Distortions—Distractions—and--Democracy --Comment IV
I have never met anyone who does not appreciate wealth. I have never met anyone who does not want the best life possible. I have never met anyone who does not want to feel proud and capable of doing for self. I have met people trapped in generational poverty, ignorance, and despair. I have met people who look out on their future here in this country and can envision no future. I have met people who were born and who died with nothing but misery between the two endpoints. I have met people who distrust government because when they think about government they see a body that does not represent them or consider them in the work that the body does. I have met people who through a fierce hate would seek to ruin or take the life of another. I have met the ambitious who would sellout their human brother or sister for the shine of a dime.
I Have a Dream –though an unequaled symphony of hope was not Martin’s greatest speech. The Drum Major Instinct speech is the speech that best defines the problems of our times and best provides the solution for how we might emerge from the darkness of division along ethnic lines. The speech makes no distinction between white and black, Asian and Latino, Eskimo and Indian. It makes the distinction between servant of the people and servant of self-interest to the detriment of the people.
How is it that a candidate who says he wants to move a fictional war from one place to another become an anti-war candidate?

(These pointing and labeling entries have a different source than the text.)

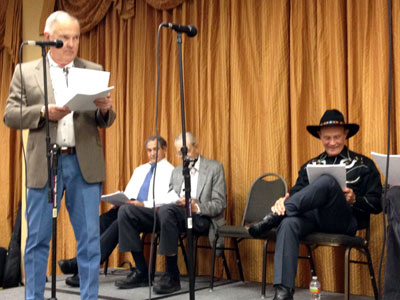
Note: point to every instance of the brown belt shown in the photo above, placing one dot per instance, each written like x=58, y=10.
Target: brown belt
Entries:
x=67, y=150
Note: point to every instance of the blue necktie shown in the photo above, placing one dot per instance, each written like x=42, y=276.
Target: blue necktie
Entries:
x=144, y=189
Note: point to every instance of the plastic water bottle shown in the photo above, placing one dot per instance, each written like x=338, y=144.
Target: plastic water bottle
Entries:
x=315, y=289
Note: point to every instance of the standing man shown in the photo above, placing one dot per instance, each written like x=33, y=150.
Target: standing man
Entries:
x=81, y=167
x=208, y=202
x=323, y=205
x=140, y=191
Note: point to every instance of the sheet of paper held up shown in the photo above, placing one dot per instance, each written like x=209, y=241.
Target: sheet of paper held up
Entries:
x=337, y=171
x=394, y=167
x=85, y=86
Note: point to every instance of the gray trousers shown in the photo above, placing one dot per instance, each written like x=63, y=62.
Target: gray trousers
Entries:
x=170, y=223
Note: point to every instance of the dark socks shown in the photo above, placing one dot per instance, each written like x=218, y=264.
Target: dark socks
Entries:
x=172, y=265
x=140, y=261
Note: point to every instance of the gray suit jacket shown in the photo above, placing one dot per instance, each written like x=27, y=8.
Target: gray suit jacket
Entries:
x=87, y=139
x=211, y=191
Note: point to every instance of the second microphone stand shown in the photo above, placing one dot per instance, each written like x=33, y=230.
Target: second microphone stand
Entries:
x=186, y=175
x=52, y=152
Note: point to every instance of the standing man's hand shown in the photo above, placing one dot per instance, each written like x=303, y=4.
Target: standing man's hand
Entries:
x=279, y=206
x=56, y=113
x=104, y=104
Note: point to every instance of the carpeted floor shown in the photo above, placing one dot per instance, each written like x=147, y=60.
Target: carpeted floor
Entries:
x=223, y=290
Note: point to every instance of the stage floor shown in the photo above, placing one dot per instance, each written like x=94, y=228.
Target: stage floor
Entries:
x=223, y=290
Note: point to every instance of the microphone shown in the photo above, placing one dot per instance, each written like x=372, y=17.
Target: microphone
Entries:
x=190, y=30
x=55, y=43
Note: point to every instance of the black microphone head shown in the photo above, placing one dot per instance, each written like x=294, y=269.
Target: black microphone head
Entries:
x=193, y=31
x=59, y=43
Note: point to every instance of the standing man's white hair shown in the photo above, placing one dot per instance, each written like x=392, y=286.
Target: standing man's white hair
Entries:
x=56, y=17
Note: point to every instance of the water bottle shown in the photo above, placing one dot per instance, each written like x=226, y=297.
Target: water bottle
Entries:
x=315, y=289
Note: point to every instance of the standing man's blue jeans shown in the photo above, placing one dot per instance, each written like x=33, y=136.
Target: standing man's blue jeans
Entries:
x=82, y=201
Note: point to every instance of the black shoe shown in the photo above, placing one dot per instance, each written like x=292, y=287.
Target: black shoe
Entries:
x=73, y=280
x=283, y=293
x=270, y=221
x=68, y=266
x=167, y=284
x=135, y=279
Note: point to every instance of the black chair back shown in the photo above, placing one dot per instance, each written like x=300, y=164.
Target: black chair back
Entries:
x=265, y=190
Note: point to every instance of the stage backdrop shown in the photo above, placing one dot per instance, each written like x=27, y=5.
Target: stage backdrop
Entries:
x=255, y=75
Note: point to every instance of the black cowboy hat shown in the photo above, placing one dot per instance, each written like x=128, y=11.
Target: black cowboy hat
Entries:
x=333, y=117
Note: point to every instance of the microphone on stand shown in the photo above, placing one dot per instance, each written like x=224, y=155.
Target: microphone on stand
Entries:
x=55, y=43
x=190, y=30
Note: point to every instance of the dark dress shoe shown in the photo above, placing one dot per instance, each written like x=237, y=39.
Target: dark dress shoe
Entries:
x=283, y=293
x=73, y=281
x=135, y=279
x=68, y=266
x=270, y=221
x=167, y=284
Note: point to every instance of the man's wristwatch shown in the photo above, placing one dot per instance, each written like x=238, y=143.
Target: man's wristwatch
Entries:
x=42, y=113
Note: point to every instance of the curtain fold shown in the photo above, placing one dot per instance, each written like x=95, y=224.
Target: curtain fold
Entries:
x=255, y=75
x=164, y=4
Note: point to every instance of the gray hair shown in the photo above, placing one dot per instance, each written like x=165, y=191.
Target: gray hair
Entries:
x=55, y=18
x=161, y=141
x=190, y=138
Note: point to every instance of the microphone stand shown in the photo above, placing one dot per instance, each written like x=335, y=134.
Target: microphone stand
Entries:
x=52, y=152
x=186, y=175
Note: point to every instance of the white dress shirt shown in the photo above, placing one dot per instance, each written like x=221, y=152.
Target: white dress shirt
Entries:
x=163, y=176
x=65, y=128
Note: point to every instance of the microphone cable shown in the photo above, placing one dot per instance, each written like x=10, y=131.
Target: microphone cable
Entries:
x=151, y=262
x=389, y=9
x=22, y=93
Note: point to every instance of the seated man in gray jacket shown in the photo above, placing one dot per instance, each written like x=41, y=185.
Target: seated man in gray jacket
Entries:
x=208, y=202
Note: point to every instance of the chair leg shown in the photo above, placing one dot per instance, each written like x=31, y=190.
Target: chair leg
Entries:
x=214, y=249
x=347, y=274
x=106, y=267
x=238, y=260
x=371, y=272
x=154, y=241
x=264, y=270
x=228, y=274
x=195, y=240
x=311, y=261
x=183, y=249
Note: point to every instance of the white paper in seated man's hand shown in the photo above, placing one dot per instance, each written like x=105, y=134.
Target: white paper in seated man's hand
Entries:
x=337, y=171
x=85, y=102
x=394, y=167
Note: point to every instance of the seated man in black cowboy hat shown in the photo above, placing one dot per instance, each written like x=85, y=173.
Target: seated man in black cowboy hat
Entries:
x=321, y=206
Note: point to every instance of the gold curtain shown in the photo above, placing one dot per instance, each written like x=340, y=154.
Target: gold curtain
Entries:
x=255, y=75
x=10, y=158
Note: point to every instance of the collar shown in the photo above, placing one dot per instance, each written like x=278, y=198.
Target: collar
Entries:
x=342, y=157
x=52, y=63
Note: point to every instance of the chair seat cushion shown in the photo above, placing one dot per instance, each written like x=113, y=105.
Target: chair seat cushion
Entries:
x=334, y=240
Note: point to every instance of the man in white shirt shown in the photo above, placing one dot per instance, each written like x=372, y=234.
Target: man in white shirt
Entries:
x=141, y=195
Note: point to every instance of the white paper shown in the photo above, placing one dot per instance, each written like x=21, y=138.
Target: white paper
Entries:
x=85, y=86
x=87, y=81
x=394, y=167
x=117, y=198
x=85, y=102
x=337, y=171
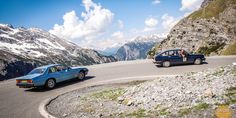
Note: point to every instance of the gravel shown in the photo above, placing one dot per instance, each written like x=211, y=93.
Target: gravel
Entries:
x=195, y=94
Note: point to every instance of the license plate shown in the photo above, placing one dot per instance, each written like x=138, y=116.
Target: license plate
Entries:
x=24, y=81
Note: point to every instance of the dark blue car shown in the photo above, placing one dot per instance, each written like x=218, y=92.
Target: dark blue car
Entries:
x=177, y=57
x=49, y=75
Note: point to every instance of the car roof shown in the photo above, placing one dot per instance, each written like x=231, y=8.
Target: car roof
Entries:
x=50, y=65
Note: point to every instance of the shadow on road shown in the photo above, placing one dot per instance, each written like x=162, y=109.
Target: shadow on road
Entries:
x=59, y=85
x=160, y=66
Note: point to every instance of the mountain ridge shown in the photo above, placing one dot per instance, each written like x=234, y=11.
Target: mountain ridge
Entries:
x=24, y=49
x=210, y=30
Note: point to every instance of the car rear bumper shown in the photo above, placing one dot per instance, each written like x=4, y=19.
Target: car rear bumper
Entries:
x=25, y=85
x=157, y=62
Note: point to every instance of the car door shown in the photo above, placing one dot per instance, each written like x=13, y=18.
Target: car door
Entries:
x=174, y=57
x=64, y=72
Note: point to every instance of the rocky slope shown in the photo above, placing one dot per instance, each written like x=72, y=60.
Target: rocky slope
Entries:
x=22, y=49
x=210, y=30
x=136, y=49
x=192, y=95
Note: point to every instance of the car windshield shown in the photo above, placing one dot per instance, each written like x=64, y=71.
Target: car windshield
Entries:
x=37, y=71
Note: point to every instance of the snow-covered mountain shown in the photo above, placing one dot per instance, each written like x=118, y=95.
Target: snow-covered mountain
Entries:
x=138, y=48
x=23, y=49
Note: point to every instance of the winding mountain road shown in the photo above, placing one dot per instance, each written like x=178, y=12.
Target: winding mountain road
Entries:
x=24, y=103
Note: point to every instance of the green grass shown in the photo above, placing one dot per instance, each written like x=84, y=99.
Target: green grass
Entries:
x=212, y=10
x=230, y=50
x=201, y=106
x=198, y=107
x=112, y=94
x=234, y=71
x=164, y=112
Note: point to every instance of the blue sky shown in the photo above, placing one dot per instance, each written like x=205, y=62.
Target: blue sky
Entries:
x=109, y=23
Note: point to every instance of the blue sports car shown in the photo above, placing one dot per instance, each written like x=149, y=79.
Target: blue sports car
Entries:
x=49, y=75
x=177, y=57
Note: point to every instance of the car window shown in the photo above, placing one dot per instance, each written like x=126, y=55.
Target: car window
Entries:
x=164, y=53
x=53, y=69
x=38, y=71
x=61, y=68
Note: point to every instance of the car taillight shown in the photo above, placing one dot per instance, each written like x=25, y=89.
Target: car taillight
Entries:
x=17, y=81
x=30, y=81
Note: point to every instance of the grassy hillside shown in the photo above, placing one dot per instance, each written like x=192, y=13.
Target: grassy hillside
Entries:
x=212, y=10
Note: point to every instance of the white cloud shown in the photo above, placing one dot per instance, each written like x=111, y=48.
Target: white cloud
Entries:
x=190, y=5
x=120, y=24
x=168, y=21
x=151, y=22
x=117, y=35
x=156, y=1
x=92, y=23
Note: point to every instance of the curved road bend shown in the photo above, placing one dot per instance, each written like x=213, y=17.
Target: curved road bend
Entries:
x=24, y=103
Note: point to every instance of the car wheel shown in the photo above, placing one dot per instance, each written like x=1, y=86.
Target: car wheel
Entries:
x=50, y=84
x=166, y=64
x=197, y=61
x=81, y=75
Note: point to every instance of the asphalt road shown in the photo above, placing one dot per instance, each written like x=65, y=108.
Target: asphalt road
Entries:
x=24, y=103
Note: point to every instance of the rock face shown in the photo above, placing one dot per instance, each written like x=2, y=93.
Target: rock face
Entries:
x=22, y=49
x=136, y=49
x=191, y=95
x=209, y=30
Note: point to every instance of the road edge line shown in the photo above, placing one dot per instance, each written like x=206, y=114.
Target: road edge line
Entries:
x=42, y=106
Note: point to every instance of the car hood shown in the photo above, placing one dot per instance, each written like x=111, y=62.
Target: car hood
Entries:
x=31, y=76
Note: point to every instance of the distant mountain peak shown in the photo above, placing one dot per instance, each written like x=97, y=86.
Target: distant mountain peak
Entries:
x=28, y=48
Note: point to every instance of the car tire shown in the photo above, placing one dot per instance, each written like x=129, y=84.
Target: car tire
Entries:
x=81, y=75
x=197, y=61
x=166, y=64
x=50, y=84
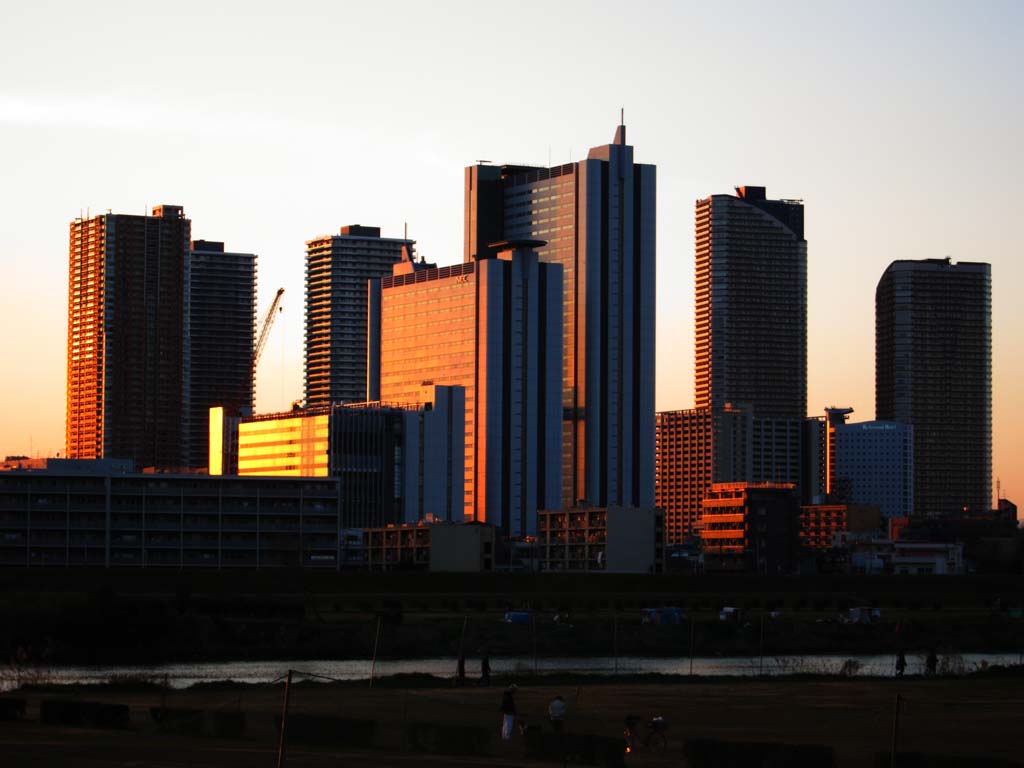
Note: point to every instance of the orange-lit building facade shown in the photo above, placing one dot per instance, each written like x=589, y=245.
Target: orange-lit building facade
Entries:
x=750, y=526
x=820, y=522
x=127, y=342
x=598, y=219
x=493, y=327
x=427, y=323
x=694, y=449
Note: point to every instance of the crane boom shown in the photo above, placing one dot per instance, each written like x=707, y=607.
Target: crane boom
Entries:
x=264, y=330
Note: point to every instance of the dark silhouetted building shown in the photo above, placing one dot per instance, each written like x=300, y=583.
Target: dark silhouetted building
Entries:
x=933, y=369
x=221, y=333
x=752, y=303
x=598, y=218
x=337, y=269
x=127, y=341
x=494, y=327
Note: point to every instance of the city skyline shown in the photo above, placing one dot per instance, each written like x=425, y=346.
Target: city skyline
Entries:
x=897, y=157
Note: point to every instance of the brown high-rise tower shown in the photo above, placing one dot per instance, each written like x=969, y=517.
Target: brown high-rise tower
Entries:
x=752, y=303
x=127, y=340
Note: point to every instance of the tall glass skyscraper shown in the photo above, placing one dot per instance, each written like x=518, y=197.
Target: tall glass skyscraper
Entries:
x=598, y=219
x=337, y=269
x=221, y=333
x=933, y=369
x=493, y=327
x=127, y=338
x=751, y=356
x=752, y=303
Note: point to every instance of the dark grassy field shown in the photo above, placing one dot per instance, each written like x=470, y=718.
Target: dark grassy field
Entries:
x=963, y=720
x=148, y=616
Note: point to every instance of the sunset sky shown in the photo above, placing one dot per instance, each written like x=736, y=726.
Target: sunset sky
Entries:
x=899, y=126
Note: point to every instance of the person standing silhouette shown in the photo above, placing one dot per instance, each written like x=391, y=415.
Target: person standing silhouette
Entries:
x=508, y=712
x=484, y=670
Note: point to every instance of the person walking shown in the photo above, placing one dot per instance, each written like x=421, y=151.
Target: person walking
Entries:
x=556, y=714
x=508, y=712
x=460, y=671
x=484, y=670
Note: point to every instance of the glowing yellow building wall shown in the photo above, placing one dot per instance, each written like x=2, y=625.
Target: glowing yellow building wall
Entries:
x=294, y=446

I guess, along with Bush, Gingrich and company, you also missed the lessons of the great civil rights leader you now lionize. If King were alive, we could reasonably speculate that real anti-war, anti-military industrial candidates like Kucinich and Nader might get a decent chance at national office because we would probably be a different nation. As it is, we've devolved into a craven, small minded, corporately owned society stalked by Christian fascists.